Risulta, inoltre, che la probabilità di trovare un lavoro degli inattivi meridionali disponibili a lavorare non è molto diversa da quella dei disoccupati e che quella dell’altra componente delle forze di lavoro potenziali – gli inattivi che cercano attivamente, ma non sono disponibili a lavorare immediatamente – è persino superiore. Insomma, la scelta di non cercare attivamente un’occupazione, anche in presenza di una chiara disponibilità a lavorare immediatamente, è razionale. La propensione al lavoro degli inattivi disponibili a lavorare non è molto diversa da quella dei disoccupati, ma è molto lontana da quelle dei “veri” inattivi, depurati dalle FdLP. Infine, è altamente probabile che una quota importante delle forze di lavoro potenziali sia occupata in attività non regolari. Quali indicazioni di policy per il Mezzogiorno? Per far partire un percorso virtuoso di crescita, occorre innanzitutto ridurre i finanziamenti distribuiti a pioggia per concentrarli su pochi progetti interregionali.
Occorre principalmente creare una domanda di lavoro regolare, più qualificata, che si avvicini a due milioni di posti di lavoro per assorbire questa platea di supposti inattivi così vasta e anomala non solo in Europa, ma anche nel Centro Nord del Paese. Già sapere che occorre operare prevalentemente sulla domanda di lavoro, piuttosto che sull’offerta, è un passo avanti. Inoltre, bisogna tenere presente che non esiste un unico sistema produttivo meridionale con caratteristiche simili e in gran parte scarsamente produttivo.
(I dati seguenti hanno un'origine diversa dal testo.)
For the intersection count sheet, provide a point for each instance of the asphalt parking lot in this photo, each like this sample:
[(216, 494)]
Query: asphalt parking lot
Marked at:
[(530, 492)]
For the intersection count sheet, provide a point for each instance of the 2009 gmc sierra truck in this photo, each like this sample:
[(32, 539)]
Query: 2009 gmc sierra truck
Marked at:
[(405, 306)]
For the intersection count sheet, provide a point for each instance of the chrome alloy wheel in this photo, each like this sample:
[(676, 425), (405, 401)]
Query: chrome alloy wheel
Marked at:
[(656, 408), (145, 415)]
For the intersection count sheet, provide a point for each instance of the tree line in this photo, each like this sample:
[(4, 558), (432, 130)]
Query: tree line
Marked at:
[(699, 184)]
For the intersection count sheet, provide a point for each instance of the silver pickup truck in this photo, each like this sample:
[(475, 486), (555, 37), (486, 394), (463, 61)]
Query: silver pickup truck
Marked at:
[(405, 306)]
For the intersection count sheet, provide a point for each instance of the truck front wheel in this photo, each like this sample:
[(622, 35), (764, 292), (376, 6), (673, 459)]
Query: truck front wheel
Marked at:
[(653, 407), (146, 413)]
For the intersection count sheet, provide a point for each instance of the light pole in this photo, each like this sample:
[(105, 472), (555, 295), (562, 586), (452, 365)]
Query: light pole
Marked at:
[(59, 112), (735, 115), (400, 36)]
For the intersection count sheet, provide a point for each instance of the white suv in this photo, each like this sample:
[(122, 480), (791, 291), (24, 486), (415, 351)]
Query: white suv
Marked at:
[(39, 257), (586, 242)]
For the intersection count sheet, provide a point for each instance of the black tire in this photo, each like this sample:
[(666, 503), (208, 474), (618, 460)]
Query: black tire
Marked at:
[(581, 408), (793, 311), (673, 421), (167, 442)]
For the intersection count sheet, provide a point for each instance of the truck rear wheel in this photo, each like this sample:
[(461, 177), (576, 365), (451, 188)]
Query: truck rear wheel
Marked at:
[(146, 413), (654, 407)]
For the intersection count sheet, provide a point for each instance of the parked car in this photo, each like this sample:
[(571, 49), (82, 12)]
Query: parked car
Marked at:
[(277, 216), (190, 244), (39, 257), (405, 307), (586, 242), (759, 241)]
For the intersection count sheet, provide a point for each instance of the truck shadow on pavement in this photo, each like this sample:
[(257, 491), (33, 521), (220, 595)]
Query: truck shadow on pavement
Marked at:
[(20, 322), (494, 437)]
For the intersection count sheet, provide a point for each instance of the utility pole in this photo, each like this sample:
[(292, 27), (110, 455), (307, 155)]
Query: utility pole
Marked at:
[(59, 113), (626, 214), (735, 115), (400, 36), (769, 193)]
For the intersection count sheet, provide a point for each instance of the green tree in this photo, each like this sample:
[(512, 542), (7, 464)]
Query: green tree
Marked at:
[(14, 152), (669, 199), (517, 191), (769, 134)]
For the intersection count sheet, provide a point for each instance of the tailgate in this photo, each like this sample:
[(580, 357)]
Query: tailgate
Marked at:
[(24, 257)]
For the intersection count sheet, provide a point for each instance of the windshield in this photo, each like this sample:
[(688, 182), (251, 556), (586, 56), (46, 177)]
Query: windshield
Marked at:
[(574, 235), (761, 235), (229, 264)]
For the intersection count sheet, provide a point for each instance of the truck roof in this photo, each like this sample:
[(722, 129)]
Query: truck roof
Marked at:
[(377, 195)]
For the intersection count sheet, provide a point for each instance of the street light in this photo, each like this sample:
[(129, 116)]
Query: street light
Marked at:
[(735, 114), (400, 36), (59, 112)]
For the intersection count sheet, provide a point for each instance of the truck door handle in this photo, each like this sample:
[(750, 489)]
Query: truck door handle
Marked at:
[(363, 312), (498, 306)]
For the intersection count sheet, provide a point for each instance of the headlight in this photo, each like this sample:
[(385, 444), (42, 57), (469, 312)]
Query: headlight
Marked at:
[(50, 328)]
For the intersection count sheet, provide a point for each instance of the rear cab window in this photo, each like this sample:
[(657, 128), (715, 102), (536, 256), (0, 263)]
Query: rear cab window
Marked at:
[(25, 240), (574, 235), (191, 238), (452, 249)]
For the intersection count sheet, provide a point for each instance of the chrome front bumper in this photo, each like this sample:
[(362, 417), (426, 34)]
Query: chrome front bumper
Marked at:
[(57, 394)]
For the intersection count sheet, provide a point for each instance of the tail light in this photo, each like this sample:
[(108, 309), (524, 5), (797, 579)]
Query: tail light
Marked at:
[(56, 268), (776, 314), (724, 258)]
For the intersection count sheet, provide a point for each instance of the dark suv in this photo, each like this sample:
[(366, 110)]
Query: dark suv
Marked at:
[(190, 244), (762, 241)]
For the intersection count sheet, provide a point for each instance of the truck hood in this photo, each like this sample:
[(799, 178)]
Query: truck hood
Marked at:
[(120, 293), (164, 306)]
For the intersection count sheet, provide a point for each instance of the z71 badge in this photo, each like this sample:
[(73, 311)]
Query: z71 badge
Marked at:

Bisogna, infine, puntare soprattutto su tre risorse esistenti in grande misura nel Mezzogiorno: beni culturali e ambientali mediamente superiori a quelli disponibili nel Centro Nord; una specializzazione agricola di notevole rilievo nel panorama nazionale ed europeo ma da sempre sottovalutata; risorse di conoscenza scientifica non trascurabili negli atenei, legate al ruolo dell’università pubblica.